Bo, left, and Sunny, the Obama family dogs. Photo / Pete Souza
One of Malia Obama's friends was left bloodied and scarred after being bitten by the first family's dog Sunny on a visit to the White House on Monday.
Social media posts which surfaced online show the teen - who DailyMail.com is not naming - getting stitched up at the office of the president's physician.
'I f****** hate Sunny' the girl wrote in one picture, showing her laying down on a doctor's chair while Malia smiles nearby.
'Malia thinks it's funny,' the girl writes in another Snapchat photo.
Sources tell TMZ that the girl, who is 18, was bitten by Sunny when she leaned down to to pet and kiss the pup.
Dr. Ronny Jackson, the president's physician, reportedly evaluated her and decided to stitch the wound up.
The teen was allegedly upset when he told her it could leave a small scar.
While Malia graduated from high school last spring, she is still living with her parents because she's taking a gap year before starting at Harvard next fall.
Sunny is the younger of the Obamas' two Portuguese water dogs, a generally docile breed. The elder, Bo, was promised to the Obama daughters if their father won the 2008 election. The first family bought Sunny from a breeder in the Great Lakes area in August 2013.

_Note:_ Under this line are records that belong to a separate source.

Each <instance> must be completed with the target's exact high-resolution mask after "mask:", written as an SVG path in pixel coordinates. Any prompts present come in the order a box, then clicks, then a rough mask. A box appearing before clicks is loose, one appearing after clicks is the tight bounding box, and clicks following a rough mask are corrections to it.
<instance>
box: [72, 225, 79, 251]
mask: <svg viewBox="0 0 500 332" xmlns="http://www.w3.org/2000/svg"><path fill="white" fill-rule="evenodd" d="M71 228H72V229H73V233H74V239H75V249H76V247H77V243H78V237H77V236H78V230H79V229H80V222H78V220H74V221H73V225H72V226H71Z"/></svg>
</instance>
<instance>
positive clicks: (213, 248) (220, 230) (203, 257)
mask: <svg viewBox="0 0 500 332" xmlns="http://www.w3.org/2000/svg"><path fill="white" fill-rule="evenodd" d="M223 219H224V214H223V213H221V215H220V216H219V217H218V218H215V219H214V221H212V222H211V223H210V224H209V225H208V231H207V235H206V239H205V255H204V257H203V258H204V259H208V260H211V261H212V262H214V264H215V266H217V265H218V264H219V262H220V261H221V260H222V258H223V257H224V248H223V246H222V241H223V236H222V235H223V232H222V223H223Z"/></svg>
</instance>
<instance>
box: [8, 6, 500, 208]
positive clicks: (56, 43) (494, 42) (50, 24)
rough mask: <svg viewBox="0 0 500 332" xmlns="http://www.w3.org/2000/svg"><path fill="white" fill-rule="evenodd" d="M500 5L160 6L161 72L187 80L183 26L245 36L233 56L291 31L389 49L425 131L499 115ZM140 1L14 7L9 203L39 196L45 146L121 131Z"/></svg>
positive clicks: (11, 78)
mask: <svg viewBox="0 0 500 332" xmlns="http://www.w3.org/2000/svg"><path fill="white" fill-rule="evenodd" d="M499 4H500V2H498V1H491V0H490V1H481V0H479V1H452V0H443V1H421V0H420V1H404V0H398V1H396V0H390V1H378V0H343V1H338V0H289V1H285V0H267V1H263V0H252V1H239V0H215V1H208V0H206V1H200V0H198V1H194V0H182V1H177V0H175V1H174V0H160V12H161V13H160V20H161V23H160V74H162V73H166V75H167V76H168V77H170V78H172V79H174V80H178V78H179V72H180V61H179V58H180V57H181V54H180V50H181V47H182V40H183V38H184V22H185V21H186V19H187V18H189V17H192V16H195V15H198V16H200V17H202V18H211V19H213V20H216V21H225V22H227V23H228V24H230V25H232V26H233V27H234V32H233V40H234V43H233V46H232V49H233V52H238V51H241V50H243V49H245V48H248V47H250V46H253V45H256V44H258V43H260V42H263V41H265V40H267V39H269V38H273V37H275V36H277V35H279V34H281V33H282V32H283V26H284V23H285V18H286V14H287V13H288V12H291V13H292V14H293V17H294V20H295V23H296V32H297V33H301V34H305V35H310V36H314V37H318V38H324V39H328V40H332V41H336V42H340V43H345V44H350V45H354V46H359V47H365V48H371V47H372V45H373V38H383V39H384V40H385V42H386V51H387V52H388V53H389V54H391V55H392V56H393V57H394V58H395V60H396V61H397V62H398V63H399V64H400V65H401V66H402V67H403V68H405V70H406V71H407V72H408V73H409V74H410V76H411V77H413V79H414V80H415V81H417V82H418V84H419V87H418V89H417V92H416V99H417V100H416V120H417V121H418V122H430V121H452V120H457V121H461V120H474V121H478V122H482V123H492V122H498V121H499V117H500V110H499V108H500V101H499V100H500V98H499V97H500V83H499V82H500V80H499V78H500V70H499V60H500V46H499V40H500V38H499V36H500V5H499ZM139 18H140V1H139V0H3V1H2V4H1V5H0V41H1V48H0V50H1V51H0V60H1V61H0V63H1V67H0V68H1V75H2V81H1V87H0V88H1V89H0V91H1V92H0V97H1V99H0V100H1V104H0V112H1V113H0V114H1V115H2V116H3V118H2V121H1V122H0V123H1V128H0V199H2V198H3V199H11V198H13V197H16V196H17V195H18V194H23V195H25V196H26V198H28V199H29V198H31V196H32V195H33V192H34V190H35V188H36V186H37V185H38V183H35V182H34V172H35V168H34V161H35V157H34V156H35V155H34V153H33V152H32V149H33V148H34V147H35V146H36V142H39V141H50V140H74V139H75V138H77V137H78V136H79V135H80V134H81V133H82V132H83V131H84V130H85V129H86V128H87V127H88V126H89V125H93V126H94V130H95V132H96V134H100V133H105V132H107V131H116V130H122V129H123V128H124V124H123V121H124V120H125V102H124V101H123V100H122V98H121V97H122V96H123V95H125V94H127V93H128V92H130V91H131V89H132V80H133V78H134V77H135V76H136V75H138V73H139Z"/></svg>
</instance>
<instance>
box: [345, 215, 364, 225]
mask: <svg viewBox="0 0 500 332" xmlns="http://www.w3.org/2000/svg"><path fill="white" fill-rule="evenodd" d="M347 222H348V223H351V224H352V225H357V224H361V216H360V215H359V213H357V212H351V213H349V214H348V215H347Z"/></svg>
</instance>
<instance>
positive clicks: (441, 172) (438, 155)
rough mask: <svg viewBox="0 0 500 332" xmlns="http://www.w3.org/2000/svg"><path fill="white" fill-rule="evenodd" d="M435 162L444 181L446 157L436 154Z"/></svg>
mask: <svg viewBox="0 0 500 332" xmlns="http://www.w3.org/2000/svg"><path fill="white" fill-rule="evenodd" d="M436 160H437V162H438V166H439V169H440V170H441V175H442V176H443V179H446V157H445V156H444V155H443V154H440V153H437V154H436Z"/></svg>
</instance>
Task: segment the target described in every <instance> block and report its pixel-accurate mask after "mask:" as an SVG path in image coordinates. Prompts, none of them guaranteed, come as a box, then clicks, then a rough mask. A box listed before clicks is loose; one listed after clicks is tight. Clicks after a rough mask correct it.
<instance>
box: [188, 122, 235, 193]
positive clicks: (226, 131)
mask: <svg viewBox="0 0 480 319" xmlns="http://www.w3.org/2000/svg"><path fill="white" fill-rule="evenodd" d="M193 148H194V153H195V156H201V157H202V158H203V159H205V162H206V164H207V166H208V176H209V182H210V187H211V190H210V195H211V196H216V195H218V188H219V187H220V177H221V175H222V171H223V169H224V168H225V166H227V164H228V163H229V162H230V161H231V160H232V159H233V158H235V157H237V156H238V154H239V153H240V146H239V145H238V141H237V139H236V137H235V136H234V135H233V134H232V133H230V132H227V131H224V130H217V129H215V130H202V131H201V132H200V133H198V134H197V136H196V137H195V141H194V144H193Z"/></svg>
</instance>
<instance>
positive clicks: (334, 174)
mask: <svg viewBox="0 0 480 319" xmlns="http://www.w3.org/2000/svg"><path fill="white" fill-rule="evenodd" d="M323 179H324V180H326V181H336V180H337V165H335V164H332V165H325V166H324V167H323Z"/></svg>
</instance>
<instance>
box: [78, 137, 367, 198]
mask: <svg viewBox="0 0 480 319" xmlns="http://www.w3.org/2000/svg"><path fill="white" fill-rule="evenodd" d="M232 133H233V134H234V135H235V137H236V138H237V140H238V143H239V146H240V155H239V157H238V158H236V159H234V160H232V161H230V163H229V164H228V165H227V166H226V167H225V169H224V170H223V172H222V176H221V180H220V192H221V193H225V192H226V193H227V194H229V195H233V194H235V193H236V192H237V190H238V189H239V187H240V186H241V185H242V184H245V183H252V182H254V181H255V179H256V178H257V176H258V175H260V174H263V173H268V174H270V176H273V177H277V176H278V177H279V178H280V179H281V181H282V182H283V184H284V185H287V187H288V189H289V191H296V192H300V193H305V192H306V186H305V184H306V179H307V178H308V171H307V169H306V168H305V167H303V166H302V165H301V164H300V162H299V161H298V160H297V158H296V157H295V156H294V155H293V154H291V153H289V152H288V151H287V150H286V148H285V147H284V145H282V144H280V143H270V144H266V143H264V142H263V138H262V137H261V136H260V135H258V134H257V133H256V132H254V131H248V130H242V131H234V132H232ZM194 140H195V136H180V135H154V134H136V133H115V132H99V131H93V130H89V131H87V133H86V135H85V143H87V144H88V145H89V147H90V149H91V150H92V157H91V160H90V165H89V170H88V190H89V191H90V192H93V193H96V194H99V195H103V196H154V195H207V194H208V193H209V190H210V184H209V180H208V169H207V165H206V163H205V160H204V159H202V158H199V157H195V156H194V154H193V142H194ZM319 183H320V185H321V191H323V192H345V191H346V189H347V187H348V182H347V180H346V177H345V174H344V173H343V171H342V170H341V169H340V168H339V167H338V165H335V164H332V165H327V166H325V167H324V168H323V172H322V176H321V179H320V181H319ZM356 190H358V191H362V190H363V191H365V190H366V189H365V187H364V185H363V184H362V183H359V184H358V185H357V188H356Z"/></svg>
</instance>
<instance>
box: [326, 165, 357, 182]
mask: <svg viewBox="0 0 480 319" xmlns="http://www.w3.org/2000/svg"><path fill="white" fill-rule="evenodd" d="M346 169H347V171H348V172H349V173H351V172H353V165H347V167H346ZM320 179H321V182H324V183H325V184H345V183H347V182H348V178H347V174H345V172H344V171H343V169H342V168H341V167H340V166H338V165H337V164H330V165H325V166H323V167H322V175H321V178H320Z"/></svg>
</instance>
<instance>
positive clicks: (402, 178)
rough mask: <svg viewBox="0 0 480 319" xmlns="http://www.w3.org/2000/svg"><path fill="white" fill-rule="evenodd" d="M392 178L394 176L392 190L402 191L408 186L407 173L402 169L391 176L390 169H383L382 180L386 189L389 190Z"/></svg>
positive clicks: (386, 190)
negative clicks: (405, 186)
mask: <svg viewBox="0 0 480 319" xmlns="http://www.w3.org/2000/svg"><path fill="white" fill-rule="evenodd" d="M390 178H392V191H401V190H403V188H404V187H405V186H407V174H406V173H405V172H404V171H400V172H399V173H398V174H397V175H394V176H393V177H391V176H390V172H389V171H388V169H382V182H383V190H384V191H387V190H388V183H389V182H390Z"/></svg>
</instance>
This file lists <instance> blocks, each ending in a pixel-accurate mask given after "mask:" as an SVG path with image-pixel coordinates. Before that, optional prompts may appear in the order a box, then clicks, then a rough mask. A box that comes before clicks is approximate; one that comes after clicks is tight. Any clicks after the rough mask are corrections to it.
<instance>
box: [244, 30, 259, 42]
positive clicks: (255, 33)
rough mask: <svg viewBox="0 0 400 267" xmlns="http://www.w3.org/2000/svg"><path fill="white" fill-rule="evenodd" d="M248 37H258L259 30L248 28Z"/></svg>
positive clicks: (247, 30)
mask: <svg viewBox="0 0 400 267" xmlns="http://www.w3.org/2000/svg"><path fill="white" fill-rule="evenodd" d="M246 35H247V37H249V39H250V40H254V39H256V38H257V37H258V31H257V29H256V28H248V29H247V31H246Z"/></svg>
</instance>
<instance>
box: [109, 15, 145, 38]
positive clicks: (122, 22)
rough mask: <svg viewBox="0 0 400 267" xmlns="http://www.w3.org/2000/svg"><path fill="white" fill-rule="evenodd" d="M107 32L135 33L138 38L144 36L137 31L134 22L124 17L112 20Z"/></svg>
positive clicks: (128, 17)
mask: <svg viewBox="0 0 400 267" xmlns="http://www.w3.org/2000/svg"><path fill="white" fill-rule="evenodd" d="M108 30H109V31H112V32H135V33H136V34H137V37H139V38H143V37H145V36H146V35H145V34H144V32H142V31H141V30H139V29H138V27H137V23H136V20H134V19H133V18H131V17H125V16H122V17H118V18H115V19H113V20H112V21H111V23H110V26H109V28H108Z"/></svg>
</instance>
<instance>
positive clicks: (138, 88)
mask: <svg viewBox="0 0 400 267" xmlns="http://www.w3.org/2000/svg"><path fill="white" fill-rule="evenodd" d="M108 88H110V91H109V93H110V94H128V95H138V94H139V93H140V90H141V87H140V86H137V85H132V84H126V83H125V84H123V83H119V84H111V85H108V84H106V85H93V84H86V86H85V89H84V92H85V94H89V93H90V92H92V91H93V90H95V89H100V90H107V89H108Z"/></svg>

While Bo has been an upstanding First Dog, his four-year-old female companion has been more unruly.
Three years ago, the dog knocked over a two-year-old girl at the White House, who was attending a Christmas party for military families.
Sunny has also been a bit harder to potty train than Bo.
In an interview with
People
magazine, the president and first lady revealed that Sunny has a penchant for defecating near the Lincoln Bedroom.
'So Sunny is a wonderful dog. But there have been times where she just decided that the area near the Lincoln Bedroom and my office - at the other end of the hall from her crate - is included in being outside when it comes to pooping, which is not true. It's still the inside. She didn't always understand that,' the president said.
'She knows that she's doing something wrong because she'll run and sneak [past me],' he said. 'Sometimes I'll be in my office, and I'm doing my work and I'll see this like scurrying - and I got to get up and run before she does her thing, because if I'm too late then there's a little gift that she leaves.'
The first lady said that Sunny hasn't done this in awhile, saying 'she's gotten much better'.